Пенек поднял на Шлойме-Довида серьезный, изумленный взгляд: «Что с этим человеком стряслось?»
Стиснув зубы, Пенек рванул к себе пальтишко:
— Отдайте…
Молчание.
Пенек:
— Отдайте, говорю я…
Снова молчание. Шлойме-Довид тяжело дышал сквозь узенькие щелки носа. Руки его крепко, словно железные клещи, держали пальтишко. Пенек продолжал рвать его к себе. Гнев закипал в нем.
— Отдайте, говорю я! Слышите? Мне надо идти… Вы с ума сошли! Не хочу я у вас учиться!
Он чувствовал, что начинается что-то страшное. Шлойме-Довид затаил дыхание. Рот его приоткрылся, оттуда вырвалось несколько странных звуков. Можно было подумать, что Шлойме-Довид хочет рассмеяться, но не знает, как это сделать.
— Вот как. Не хочешь?! — Левой, занесенной над головой рукой он отпустил Пенеку вторую оплеуху по правой щеке, затем поднялся со скамьи, прикрыв щелочку в уголке рта. — Стану я у тебя спрашивать, хочешь ты или не хочешь!
Пенеку некогда было сообразить, отчего так сильно заныло у него в правом глазу. Ослеп он, что ли? Ему казалось, что костлявые руки Шлойме-Довида взбесились и буянят сами, без ведома хозяина. Значит, надо бежать отсюда, да возможно скорее — подальше от этих взбесившихся рук. Пенек пробормотал:
— Плевать мне на вас и на пальтишко! Уйду, без него.
Он кинулся к двери, но не добежал. Взбесившиеся руки тотчас настигли его, потащили назад, на середину комнаты, повалили на пол и стали молотить жесткими кулаками. Шлойме-Довид задыхался.
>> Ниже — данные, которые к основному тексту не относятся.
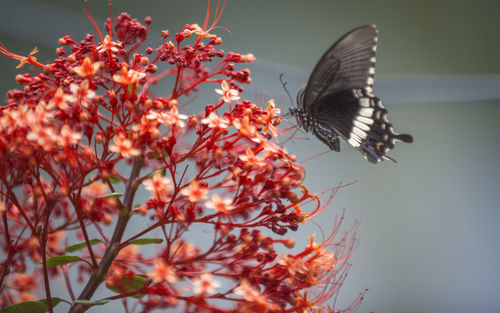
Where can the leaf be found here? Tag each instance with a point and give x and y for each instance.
(114, 179)
(81, 245)
(92, 303)
(39, 306)
(62, 259)
(146, 241)
(112, 195)
(128, 284)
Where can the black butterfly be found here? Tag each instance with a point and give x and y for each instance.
(338, 99)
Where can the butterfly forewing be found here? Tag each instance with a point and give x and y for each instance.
(348, 63)
(338, 99)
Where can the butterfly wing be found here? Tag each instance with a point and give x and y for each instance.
(349, 63)
(361, 119)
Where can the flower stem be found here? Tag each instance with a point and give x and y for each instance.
(112, 250)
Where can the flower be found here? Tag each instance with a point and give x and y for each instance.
(60, 99)
(108, 45)
(252, 160)
(227, 94)
(87, 68)
(23, 60)
(214, 121)
(244, 126)
(163, 271)
(81, 92)
(195, 192)
(68, 136)
(171, 117)
(205, 284)
(219, 204)
(124, 146)
(128, 77)
(159, 186)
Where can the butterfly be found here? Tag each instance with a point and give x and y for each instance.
(338, 99)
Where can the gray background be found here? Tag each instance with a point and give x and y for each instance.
(429, 240)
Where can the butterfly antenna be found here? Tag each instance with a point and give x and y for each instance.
(284, 87)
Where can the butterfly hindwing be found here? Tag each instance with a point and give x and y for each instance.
(361, 119)
(338, 99)
(348, 63)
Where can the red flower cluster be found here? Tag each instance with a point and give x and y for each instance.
(64, 137)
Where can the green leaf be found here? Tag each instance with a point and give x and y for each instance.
(114, 179)
(39, 306)
(92, 303)
(112, 195)
(146, 241)
(128, 284)
(62, 259)
(82, 245)
(162, 172)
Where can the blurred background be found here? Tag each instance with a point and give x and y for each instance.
(429, 234)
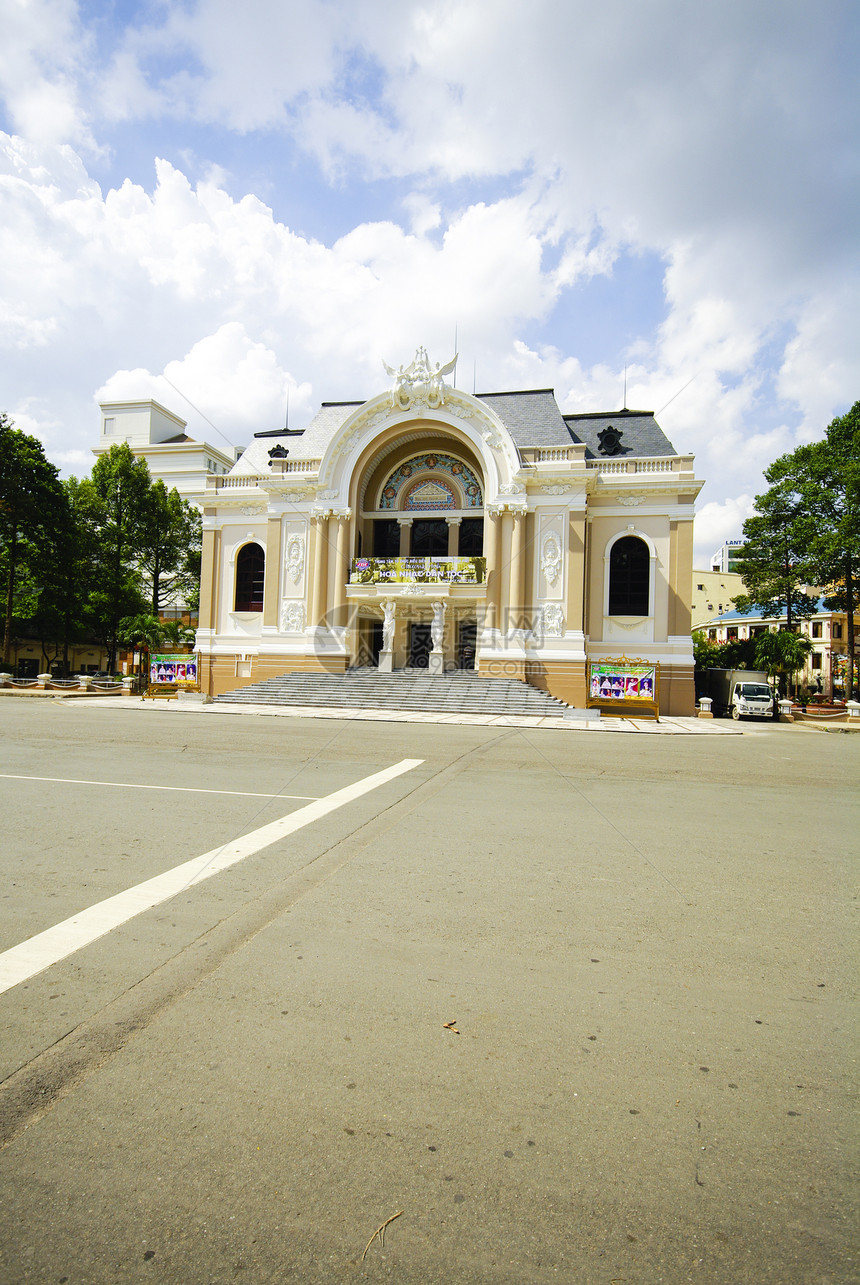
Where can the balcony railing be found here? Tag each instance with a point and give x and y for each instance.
(418, 571)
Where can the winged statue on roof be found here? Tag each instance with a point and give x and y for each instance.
(419, 382)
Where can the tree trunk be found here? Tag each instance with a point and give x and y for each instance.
(849, 593)
(10, 582)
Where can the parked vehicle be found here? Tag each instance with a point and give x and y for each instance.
(741, 693)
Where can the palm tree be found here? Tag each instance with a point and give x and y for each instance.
(178, 635)
(142, 632)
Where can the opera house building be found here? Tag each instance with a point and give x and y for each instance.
(433, 530)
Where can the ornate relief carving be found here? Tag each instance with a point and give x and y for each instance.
(634, 625)
(550, 560)
(292, 618)
(553, 620)
(295, 558)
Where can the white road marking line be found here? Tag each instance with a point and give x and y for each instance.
(134, 785)
(55, 943)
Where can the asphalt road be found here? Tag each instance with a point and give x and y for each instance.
(643, 943)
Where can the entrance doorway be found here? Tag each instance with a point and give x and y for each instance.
(430, 537)
(419, 645)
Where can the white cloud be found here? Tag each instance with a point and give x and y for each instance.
(41, 62)
(716, 139)
(717, 522)
(226, 384)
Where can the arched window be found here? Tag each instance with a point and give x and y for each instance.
(629, 576)
(251, 568)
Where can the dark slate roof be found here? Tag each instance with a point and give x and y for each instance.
(640, 433)
(756, 613)
(531, 418)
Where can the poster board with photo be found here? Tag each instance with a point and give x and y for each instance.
(174, 670)
(626, 686)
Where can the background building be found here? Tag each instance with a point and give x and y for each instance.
(714, 594)
(825, 668)
(728, 557)
(430, 526)
(158, 437)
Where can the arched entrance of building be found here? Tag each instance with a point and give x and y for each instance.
(419, 509)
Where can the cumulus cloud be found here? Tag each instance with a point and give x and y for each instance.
(226, 383)
(717, 522)
(510, 154)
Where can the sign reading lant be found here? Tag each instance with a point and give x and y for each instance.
(175, 670)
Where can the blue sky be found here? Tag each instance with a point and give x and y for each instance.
(247, 201)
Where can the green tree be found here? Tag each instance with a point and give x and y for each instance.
(178, 635)
(112, 506)
(827, 476)
(143, 632)
(64, 572)
(774, 560)
(782, 653)
(170, 531)
(32, 508)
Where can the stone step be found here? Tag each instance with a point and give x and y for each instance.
(460, 691)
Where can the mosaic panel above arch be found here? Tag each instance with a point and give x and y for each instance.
(432, 481)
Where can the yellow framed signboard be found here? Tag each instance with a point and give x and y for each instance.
(626, 686)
— Сними ботинки! Сию минуту! Разуйся! Немедленно!.. Скидай же ботинки, говорят тебе!.. Не скинешь? Скинешь у меня… скинешь…
Не тут-то было! Опрокидывая Пенека, Шлойме-Довид успел ухватить только его левую ногу. Насильно снять ботинок с этой ноги не так-то легко. Пенек почувствовал, что в правой ноге у него сосредоточены все силы, такие же неуемные, как вскипевший в нем гнев. Правой ногой он молотил Шлойме-Довида, как капусту. Из закушенной губы Пенека сочилась кровь. Но и на рябом лице Шлойме-Довида Пенек увидел что-то влажное и красное, — это Пенек угодил ему каблуком прямо в нос. Сорвав с Пенека ботинок, Шлойме-Довид отбежал к двери, заслонил собой, чтобы не дать мальчику скрыться, и воззвал к жене на кухню:
— Сара-Либа!
Но там никого не было. В одном ботинке Пенек поднялся с пола.
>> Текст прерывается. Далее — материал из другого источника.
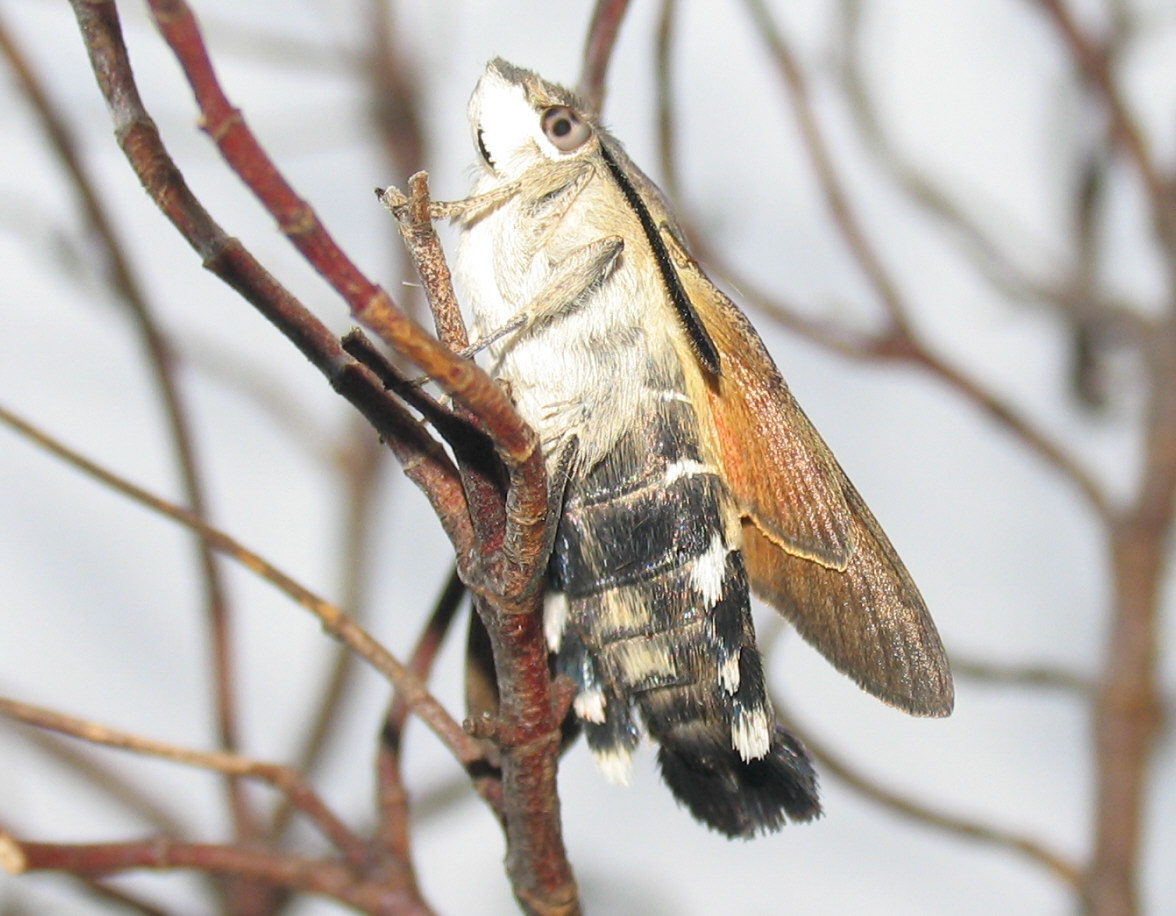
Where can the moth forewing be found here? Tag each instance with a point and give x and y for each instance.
(696, 474)
(813, 548)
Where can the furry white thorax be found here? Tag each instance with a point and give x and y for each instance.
(579, 373)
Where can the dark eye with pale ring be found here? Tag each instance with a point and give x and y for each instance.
(565, 128)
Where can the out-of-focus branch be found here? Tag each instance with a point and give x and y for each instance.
(332, 619)
(914, 810)
(282, 779)
(126, 287)
(333, 880)
(606, 22)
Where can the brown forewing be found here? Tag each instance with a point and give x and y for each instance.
(813, 549)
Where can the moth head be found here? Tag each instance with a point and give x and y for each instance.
(519, 121)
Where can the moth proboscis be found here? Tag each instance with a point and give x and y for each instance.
(689, 476)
Его платье было все в желтой глине. В глазах — искры ярости.
— Отдай ботинок! — крикнул он. — Сумасшедший!..
Шлойме-Довид снова кинулся на него. Это была отчаянная схватка между рябым малым, не желавшим терять сторублевый заработок, и Пенеком, воспитанным в грубости кухонной обстановки и городских закоулков. Обычаям и нравам этой среды Пенек не изменит. Он метнулся стрелой к ближайшему-окну и локтем высадил оба нижних стекла. Пенек не отдавал себе отчета в том, что делают его руки. Он помнил только, что во время драк именно так поступают на окраинах. На окне стоял цветочный горшок с засохшей землей. Пенек схватил его и с наслаждением швырнул в Шлойме-Довида, злорадно глядя на пыль, поднявшуюся в комнате. Он пожалел, что не попал горшком в голову Шлойме-Довида. Тот с искривленным от боли рябым лицом держался за плечо и не переставал взывать к пустой кухне о помощи:
— Сара-Либа! Поди сюда! Скорее!
Пенек почувствовал, что победа начинает склоняться на его сторону. На глаза ему попалась половинка кирпича, заменявшего комоду ножку. С таким оружием он наверное победит. Схватив, кирпич, Пенек замахнулся на Шлойме-Довида:
— Отдай башмак! Сумасшедший!
Шлойме-Довид, побледнев от испуга, выпустил из рук ботинок и отступил к двери. Губы его дрожали. На рябоватом, поросшем редкой растительностью лице выступил пот. Наглый, но побежденный, он проворчал, косясь на кирпич:
— Буян! Бандит какой-то!.. Разбойник настоящий!
В эту минуту с черного хода появилась насквозь промокшая, с сырой — хоть воду выжимай! — шалью на голове, жена учителя Сара-Либа (та самая, что так настойчиво убеждала всех в «доме»: «Не беспокойтесь, Шлойме-Довид дурь из него выбьет»).